If you must use the Kraft stuff (personally, I think it has no flavour compared to real Reggiano), try melting the cheese on low heat in a very small amount of cream first, before you add it to the main sauce pan. If it's still gritty, either it's curdling or you need to use a better cheese.
Sunflower lecithin (sorry, best link I could find) is gaining in popularity as an alternative to soy lecithin because it is widely perceived to have a neutral taste and actually has superior emulsifying properties. It's a little on the expensive side, though.
Soy lecithin by itself doesn't taste horrible if you buy it as a food additive (as opposed to a nutritional supplement). It's common to find in a lot of popular frozen pasta-and-sauce dishes, such as Michelina's, which obviously must be microwaveable without the sauce curdling or separating.

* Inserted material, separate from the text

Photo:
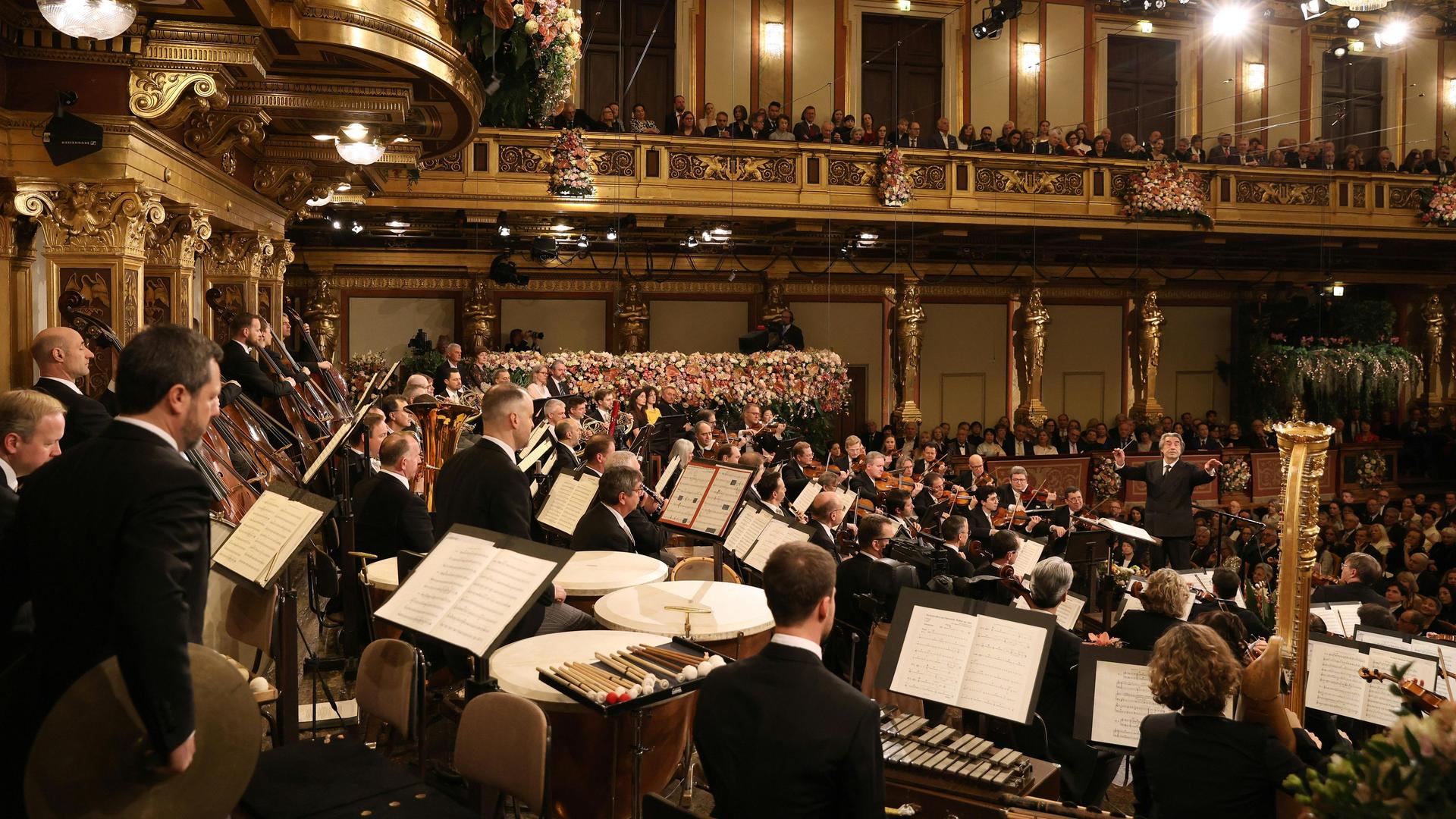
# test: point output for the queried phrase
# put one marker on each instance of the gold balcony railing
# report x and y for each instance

Another option is Sodium Stearoyl Lactylate, if you can get hold of it. This one adds a little sweetness which is generally pleasant-tasting, or at least inoffensive. You'll find it used most often as a dough conditioner or in baked goods, but another popular use for it is in commercial sauces, although unfortunately I can't find specific examples right now.
But probably the best emulsifier for what you're trying to do here is xanthan gum. It's also used as a gelling agent, but in small quantities works as just an emulsifier. You can find it, for example, in this Bertolli Creamy Alfredo Pasta Sauce - exactly the sort of thing you're making. It's also used in the Stouffer's Alfredo sauce.
Mix in a little lecithin or xanthan gum as an emulsifier while the sauce is fresh or cooking and it's very unlikely that your sauce will separate, either in the fridge or in the microwave.
As for what you can do to specifically prevent separation while reheating, if you didn't add any emulsifiers in the first place... I really don't think there's anything you can do. If you're a slow enough eater the sauce will eventually separate right in front of you; that's just what happens when you have water and fat in the same sauce. Best to reheat on the stove top in that case, and stir frequently to prevent any further separation.
Best Answer
Generally lowfat sauces use tricks to get texture and some semblance of flavour. Starches and thickeners give the illusion of richness, while vast quantities of salt somewhat mask the lack of cheese and butter. Anyone with half a palette can tell at first taste though.
Make it seldom, but make it properly.